Cabe recordar que no en todos los países del mundo hay lobos, y que otros animales suelen jugar un papel similar en otras culturas. Por ejemplo, en África aún se cree en hombres hiena u hombres leopardo; en India se pensaba que los tigres enemigos de los hombres eran capaces de convertirse en humanos para atraer a estos y en la Amazonía Colombiana, peruana y brasileña se cree que el delfín rosado o bufeo se transforma por la noche en un apuesto varón, para seducir y luego robar a las mujeres, aunque con la intención de reproducirse. Abundan hasta hoy en Latinoamérica las leyendas de los "hombres-tigres", asociados con yaguaretés, jaguares, otorongos o pumas ya que éstas son las fieras más temidas en ese continente. Los dos mitos más importantes son: a) el runa uturuncu, "indio-tigre" u "hombre-puma" en el quichua del noroeste argentino;[1] [2] b) el "Yaguareté-Abá" o "tigre-capiango" de las leyendas guaraníticas del noreste argentino y Paraguay.[3] [4] Estas leyendas aparecen también en la obra póstuma del poeta Leopoldo Lugones.[5]

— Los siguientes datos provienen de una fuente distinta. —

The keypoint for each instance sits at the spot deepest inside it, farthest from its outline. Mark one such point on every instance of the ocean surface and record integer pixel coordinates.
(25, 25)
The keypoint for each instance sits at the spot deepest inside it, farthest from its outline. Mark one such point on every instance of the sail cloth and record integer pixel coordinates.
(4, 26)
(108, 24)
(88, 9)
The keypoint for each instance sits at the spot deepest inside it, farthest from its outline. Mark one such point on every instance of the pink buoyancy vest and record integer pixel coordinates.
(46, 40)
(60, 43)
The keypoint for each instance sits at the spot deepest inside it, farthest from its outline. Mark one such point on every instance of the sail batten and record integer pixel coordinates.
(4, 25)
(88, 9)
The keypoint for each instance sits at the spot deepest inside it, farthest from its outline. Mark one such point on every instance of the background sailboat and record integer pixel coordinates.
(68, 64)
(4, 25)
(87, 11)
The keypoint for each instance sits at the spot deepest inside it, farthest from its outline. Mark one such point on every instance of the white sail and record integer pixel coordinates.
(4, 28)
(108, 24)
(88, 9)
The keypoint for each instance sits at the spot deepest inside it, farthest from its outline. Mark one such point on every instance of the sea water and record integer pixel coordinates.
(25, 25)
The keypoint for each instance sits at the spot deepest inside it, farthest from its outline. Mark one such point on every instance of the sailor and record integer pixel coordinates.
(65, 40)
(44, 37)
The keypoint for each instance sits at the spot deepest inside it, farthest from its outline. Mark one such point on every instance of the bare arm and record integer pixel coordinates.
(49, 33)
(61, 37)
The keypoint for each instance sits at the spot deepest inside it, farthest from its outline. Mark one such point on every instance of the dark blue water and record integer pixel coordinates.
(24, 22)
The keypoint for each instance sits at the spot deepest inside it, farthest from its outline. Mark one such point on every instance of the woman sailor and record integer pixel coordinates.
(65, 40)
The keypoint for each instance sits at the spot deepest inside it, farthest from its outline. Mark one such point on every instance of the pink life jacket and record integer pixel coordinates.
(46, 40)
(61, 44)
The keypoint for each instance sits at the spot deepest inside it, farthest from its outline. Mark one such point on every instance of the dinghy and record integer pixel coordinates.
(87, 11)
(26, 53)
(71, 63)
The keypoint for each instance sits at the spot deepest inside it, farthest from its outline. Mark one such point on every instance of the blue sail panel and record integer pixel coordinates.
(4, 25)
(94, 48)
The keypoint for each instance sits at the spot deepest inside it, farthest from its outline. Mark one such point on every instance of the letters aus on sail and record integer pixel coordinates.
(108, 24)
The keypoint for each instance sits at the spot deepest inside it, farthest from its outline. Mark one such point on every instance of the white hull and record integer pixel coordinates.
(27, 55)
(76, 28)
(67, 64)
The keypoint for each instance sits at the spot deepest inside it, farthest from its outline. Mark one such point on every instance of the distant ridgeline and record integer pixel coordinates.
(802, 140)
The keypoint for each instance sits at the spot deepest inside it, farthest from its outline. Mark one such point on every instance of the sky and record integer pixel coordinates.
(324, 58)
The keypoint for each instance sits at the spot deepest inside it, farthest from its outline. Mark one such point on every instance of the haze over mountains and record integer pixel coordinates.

El mito de los hombres lobo parece originario de Europa, y estaba muy vinculado con otras supersticiones y la magia negra. El mito es esencialmente masculino y, entre las causas de que un ser humano se convirtiera en hombre lobo, las más frecuentes eran las siguientes:
Ingerir ciertas plantas vinculadas tradicionalmente con los lobos y la magia negra.
Beber en el mismo lugar donde lo hubiera hecho un lobo.
Cubrirse con la piel de un lobo.
Dormir desnudo a la luz de la luna llena.
Usar una prenda hecha de piel de lobo.
Adquirir la capacidad de transformarse en lobo mediante magia y sortilegios.
Ser el séptimo hijo varón de una familia y no ser bautizado (ver Lobizón).
Ser mordido por otro Hombre Lobo. Esta última forma era la más común.
Tener relaciones sexuales con un hombre lobo
Nacer depues de morochos o gemelos siendo hijo varón.